Drizzt slid into the chair beside LaValle, drawing a concerned look from the timid wizard. The guild’s lieutenants, too, shifted uneasily at the thought of dining with a drow elf.
Drizzt smiled away the weight of their discomfort; it was their problem, not his. “I have been busy,” he told Regis.
“Brooding,” Bruenor wanted to say as he sat next to Drizzt, but he tactfully held his tongue.
Wulfgar and Catti-brie stared at their black friend from across the table.

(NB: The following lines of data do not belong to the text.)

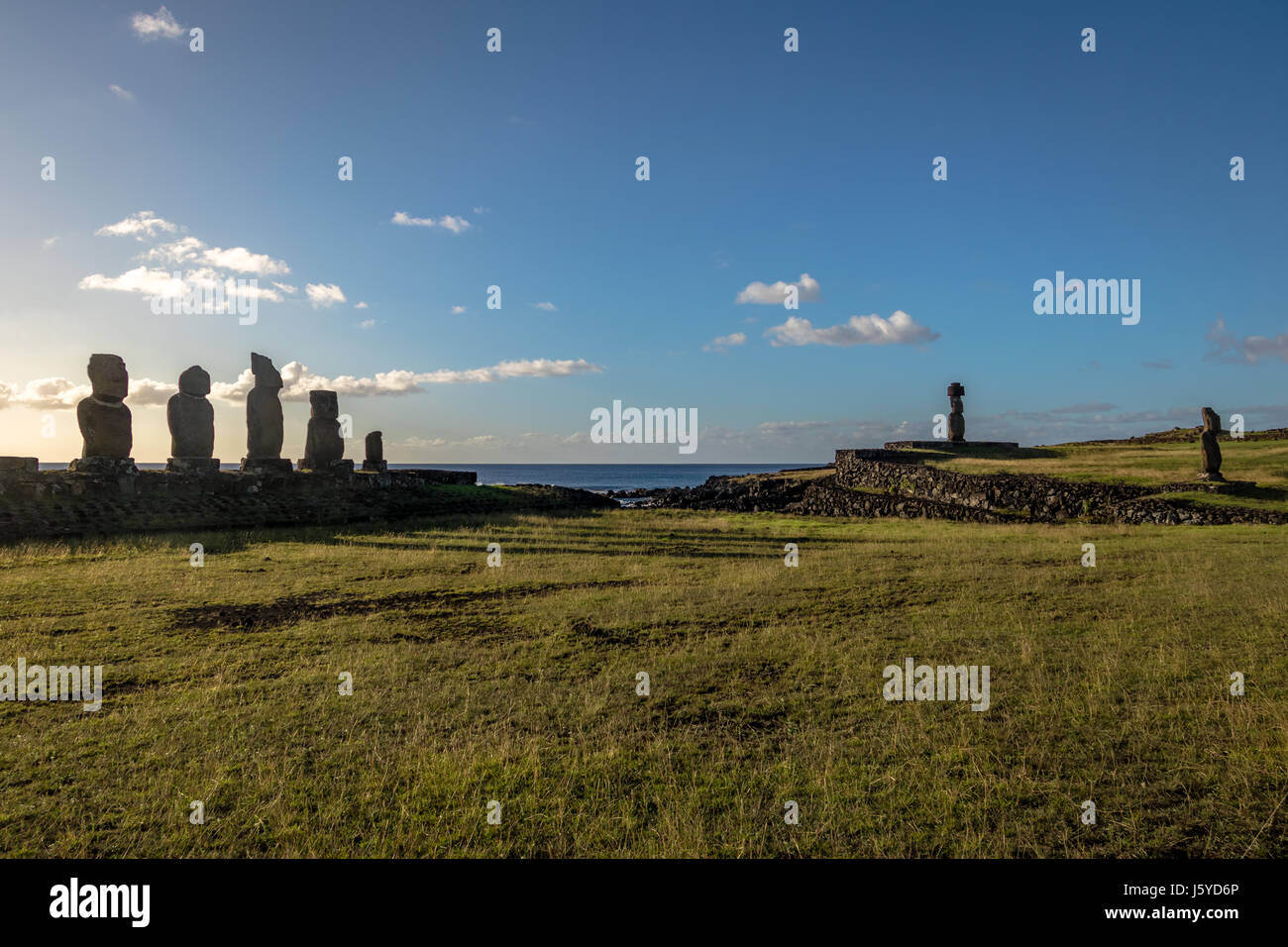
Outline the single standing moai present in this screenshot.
[67,355,138,474]
[299,390,353,473]
[948,381,966,441]
[362,430,389,473]
[1199,407,1225,480]
[164,365,219,474]
[242,352,291,474]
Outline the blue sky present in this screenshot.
[0,0,1288,463]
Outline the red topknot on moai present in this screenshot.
[948,381,966,441]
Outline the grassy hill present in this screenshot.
[0,507,1288,857]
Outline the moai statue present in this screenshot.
[299,390,353,473]
[242,352,291,474]
[164,365,219,474]
[67,355,138,474]
[362,430,389,473]
[948,381,966,442]
[1199,407,1225,480]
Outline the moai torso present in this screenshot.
[246,385,284,458]
[1199,407,1221,475]
[304,390,344,464]
[948,381,966,441]
[246,352,283,459]
[76,355,134,459]
[164,365,215,458]
[76,397,134,459]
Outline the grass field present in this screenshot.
[928,441,1288,511]
[0,510,1288,857]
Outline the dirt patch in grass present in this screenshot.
[170,579,640,631]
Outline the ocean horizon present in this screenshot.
[40,460,829,492]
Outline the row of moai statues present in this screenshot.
[68,352,389,474]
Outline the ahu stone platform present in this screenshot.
[0,464,617,543]
[885,441,1020,454]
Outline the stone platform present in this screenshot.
[885,441,1020,454]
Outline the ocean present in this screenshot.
[40,462,825,492]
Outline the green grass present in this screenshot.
[912,441,1288,511]
[0,510,1288,857]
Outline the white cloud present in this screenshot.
[304,282,348,309]
[702,333,747,352]
[390,210,434,227]
[201,246,291,275]
[78,266,187,296]
[765,309,939,347]
[130,7,183,40]
[210,359,602,402]
[0,377,179,411]
[734,273,819,305]
[80,210,309,312]
[94,210,179,240]
[146,237,291,275]
[1205,318,1288,365]
[390,210,471,233]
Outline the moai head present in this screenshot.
[87,355,130,401]
[179,365,210,398]
[250,352,282,388]
[309,389,340,421]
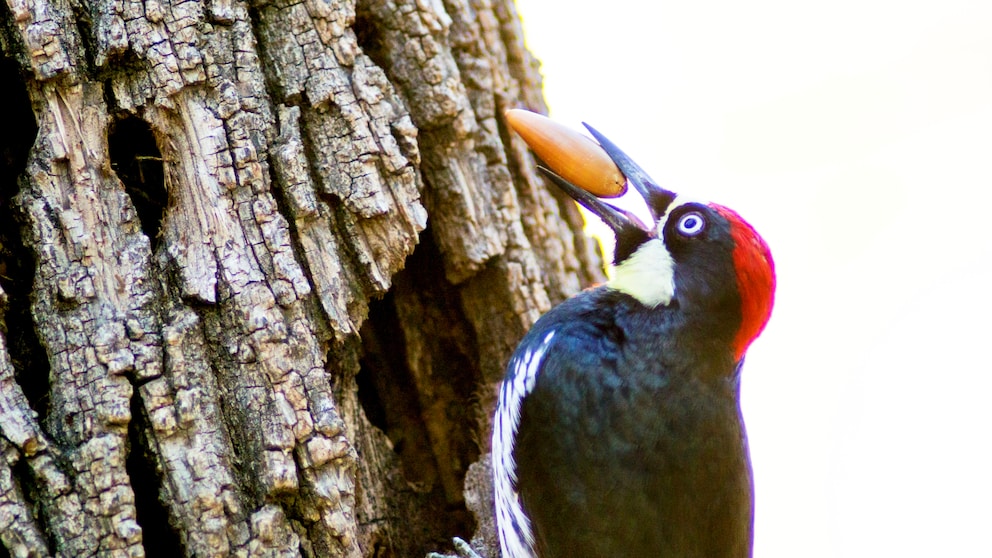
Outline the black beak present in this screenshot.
[584,122,675,222]
[537,166,650,236]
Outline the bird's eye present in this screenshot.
[675,211,706,236]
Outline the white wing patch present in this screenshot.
[492,331,555,558]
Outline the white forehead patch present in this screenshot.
[606,196,705,308]
[606,238,675,308]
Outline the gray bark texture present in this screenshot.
[0,0,601,557]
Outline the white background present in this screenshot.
[508,0,992,558]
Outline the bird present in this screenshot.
[492,110,776,558]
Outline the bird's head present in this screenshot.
[512,111,775,361]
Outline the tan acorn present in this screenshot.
[505,109,627,198]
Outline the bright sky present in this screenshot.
[517,0,992,558]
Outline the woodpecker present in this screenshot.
[492,114,775,558]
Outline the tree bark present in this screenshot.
[0,0,600,557]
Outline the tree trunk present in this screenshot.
[0,0,600,557]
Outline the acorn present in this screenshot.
[505,109,627,198]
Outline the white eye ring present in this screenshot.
[675,211,706,236]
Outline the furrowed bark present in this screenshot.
[0,0,600,556]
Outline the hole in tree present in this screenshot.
[124,386,186,558]
[351,8,390,76]
[356,230,479,556]
[108,115,169,251]
[0,58,50,422]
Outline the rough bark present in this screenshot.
[0,0,599,556]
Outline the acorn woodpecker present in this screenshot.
[492,115,775,558]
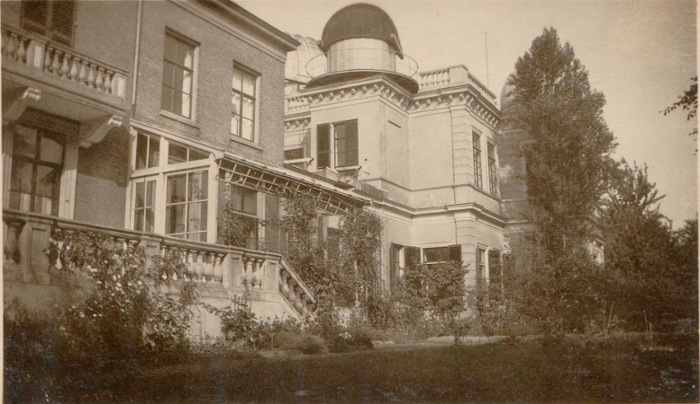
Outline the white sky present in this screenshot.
[234,0,698,228]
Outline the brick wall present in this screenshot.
[134,2,284,165]
[75,127,129,228]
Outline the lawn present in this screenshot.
[100,341,698,403]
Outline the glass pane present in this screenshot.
[172,90,183,115]
[160,86,175,112]
[177,42,194,69]
[143,209,156,232]
[241,189,258,215]
[243,74,255,97]
[136,133,148,170]
[241,98,255,119]
[188,149,209,161]
[11,159,32,193]
[165,204,187,234]
[182,70,192,94]
[166,174,187,203]
[135,182,146,209]
[165,35,177,61]
[39,137,63,164]
[32,195,58,215]
[231,69,243,91]
[173,67,185,92]
[241,118,253,141]
[36,166,61,199]
[231,115,241,136]
[134,209,144,231]
[146,181,156,207]
[182,94,190,118]
[148,136,160,168]
[231,92,241,114]
[163,60,175,88]
[188,171,209,201]
[187,202,207,233]
[168,143,187,164]
[13,125,36,157]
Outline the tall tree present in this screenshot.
[509,28,615,330]
[510,28,615,252]
[602,160,684,330]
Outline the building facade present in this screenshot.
[284,4,510,289]
[1,0,366,337]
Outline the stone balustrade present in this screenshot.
[3,209,316,318]
[418,66,496,103]
[284,96,309,114]
[161,238,228,284]
[278,259,316,317]
[2,26,128,99]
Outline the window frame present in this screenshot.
[316,118,360,174]
[20,0,78,48]
[124,127,218,242]
[472,129,484,189]
[7,124,68,217]
[229,63,262,144]
[160,29,199,121]
[486,140,499,196]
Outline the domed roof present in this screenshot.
[321,3,402,52]
[501,72,515,112]
[284,34,325,83]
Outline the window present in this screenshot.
[476,247,486,288]
[165,170,208,241]
[316,120,359,169]
[161,34,195,118]
[136,133,160,170]
[487,143,498,196]
[168,143,209,164]
[134,180,156,233]
[128,130,214,241]
[284,147,304,160]
[9,125,65,216]
[472,132,484,188]
[231,67,257,142]
[423,244,462,264]
[22,0,76,46]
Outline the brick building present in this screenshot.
[1,0,366,336]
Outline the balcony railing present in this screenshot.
[418,66,496,103]
[306,48,418,78]
[3,210,316,318]
[2,25,127,99]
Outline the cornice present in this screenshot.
[287,75,501,127]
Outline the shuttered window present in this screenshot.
[316,123,331,168]
[22,0,76,46]
[316,119,360,168]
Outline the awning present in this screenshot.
[216,153,371,215]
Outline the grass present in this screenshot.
[94,334,698,403]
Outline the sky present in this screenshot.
[234,0,698,229]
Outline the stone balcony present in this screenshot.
[418,65,496,105]
[1,25,129,121]
[3,209,316,336]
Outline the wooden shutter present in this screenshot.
[345,119,360,166]
[449,244,462,262]
[51,0,75,46]
[403,247,420,266]
[316,123,331,168]
[22,0,49,35]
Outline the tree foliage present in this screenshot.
[663,76,698,138]
[509,28,615,331]
[510,28,615,249]
[601,160,697,330]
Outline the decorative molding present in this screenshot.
[80,115,122,149]
[2,87,41,125]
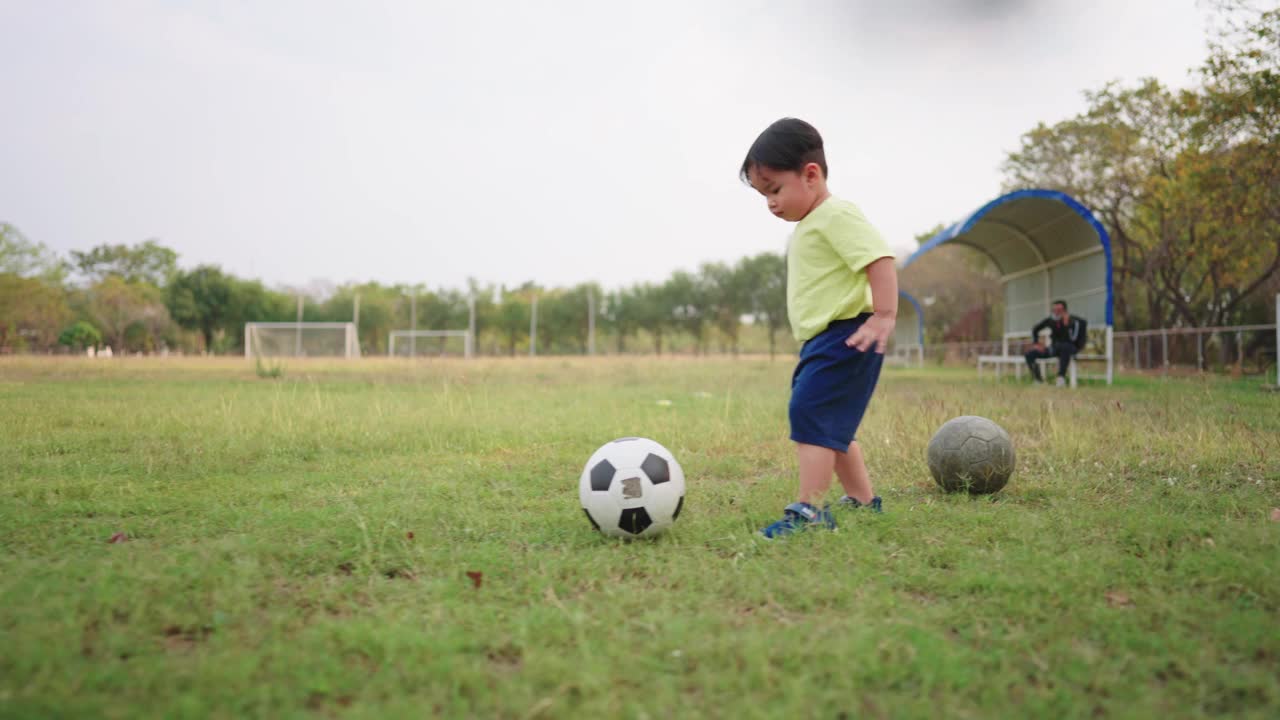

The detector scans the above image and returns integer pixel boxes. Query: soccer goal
[244,323,360,357]
[387,331,475,357]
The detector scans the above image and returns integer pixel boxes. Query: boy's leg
[796,442,838,505]
[836,441,873,505]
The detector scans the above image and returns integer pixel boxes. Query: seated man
[1027,300,1089,387]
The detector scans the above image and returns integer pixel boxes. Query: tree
[72,240,178,287]
[0,223,67,284]
[1005,1,1280,327]
[0,273,70,350]
[165,265,237,351]
[740,252,787,360]
[699,263,751,355]
[600,287,641,354]
[88,275,169,350]
[900,224,1003,342]
[493,283,535,356]
[662,270,710,352]
[58,320,102,351]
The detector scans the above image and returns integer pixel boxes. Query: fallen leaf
[1106,591,1133,607]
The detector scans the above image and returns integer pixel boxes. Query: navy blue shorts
[790,313,884,452]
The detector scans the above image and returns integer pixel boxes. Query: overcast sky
[0,0,1206,288]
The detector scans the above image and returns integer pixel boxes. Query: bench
[978,328,1112,387]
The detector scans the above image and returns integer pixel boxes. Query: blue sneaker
[836,495,884,512]
[760,502,836,539]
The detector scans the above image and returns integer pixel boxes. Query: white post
[586,288,595,355]
[1160,329,1169,375]
[293,295,302,357]
[467,292,476,357]
[529,293,538,357]
[1100,325,1116,384]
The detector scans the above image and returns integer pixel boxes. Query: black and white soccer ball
[577,437,685,538]
[928,415,1015,495]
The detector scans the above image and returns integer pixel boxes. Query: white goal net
[387,331,475,357]
[244,323,360,357]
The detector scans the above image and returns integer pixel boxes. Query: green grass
[0,357,1280,719]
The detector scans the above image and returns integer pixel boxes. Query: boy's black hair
[739,118,827,182]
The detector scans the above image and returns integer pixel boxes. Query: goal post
[244,323,360,359]
[387,331,475,357]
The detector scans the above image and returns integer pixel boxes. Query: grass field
[0,357,1280,719]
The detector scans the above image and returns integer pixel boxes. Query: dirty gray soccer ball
[928,415,1014,495]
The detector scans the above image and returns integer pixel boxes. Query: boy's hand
[845,315,893,355]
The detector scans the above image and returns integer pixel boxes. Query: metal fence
[925,324,1277,375]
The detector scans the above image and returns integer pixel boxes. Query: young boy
[740,118,897,538]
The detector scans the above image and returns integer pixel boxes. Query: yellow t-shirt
[787,196,893,342]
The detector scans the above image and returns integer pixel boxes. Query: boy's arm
[867,258,897,320]
[845,258,897,355]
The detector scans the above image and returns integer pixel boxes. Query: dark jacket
[1032,314,1089,352]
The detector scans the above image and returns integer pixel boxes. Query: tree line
[0,223,792,355]
[904,0,1280,340]
[0,0,1280,355]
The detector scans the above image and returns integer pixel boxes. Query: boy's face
[746,163,823,223]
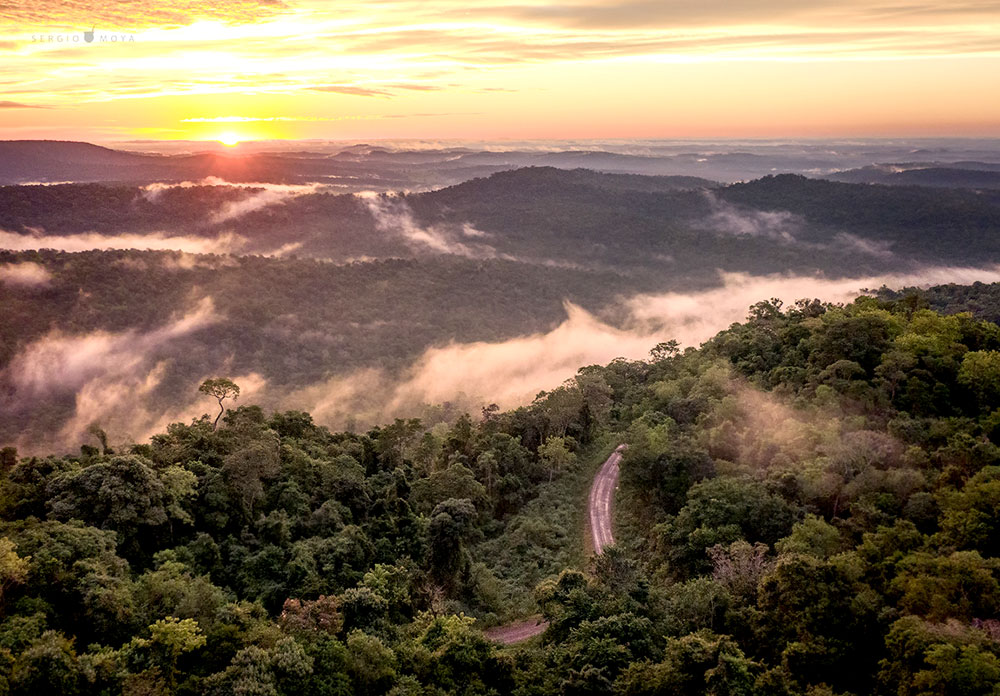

“You swore to kill me,” the drow said calmly to Wulfgar, causing the big man to sag back in his chair.
Wulfgar flushed a deep red and tightened his grip on Catti-brie’s hand.
“Only the strength of Wulfgar could have held that gate,” Drizzt explained. The edges of his mouth turned up in a wistful smile.
“But, I—” Wulfgar began, but Catti-brie cut him short.
“Enough said about it, then,” the young woman insisted, banging her fist into Wulfgar’s thigh. “Let us not be talking about troubles we’ve past. Too much remains before us!”
“Me girl’s right,” spouted Bruenor. “The days walk by us as we sit and heal! Another week, and we might be missing a war.”
“I am ready to go,” declared Wulfgar.
“Ye’re not,” retorted Catti-brie. “Nor am I. The desert’d stop us afore we ever got on the long road beyond.”
“Ahem,” Regis began, drawing their attention. “About your departure, …” He stopped to consider their stares, nervous about presenting his offer in just the right way. “I…uh…thought that…I mean…”
“Spit it,” demanded Bruenor, guessing what his little friend had in mind.
“Well, I have built a place for myself here,” Regis continued.
“And ye’re to stay,” reasoned Catti-brie. “We’ll not blame ye, though we’re sure to be missing ye!”
“Yes,” said Regis, “and no. There is room here, and wealth. With the four of you by my side…”
Bruenor halted him with an upraised hand. “A fine offer,” he said, “but me home’s in the North.”
“We’ve armies waiting on our return,” added Catti-brie.
Regis realized the finality of Bruenor’s refusal, and he knew that Wulfgar would certainly follow Catti-brie—back to Tarterus if she so chose. So the halfling turned his sights on Drizzt, who had become an unreadable puzzle to them all in the last few days.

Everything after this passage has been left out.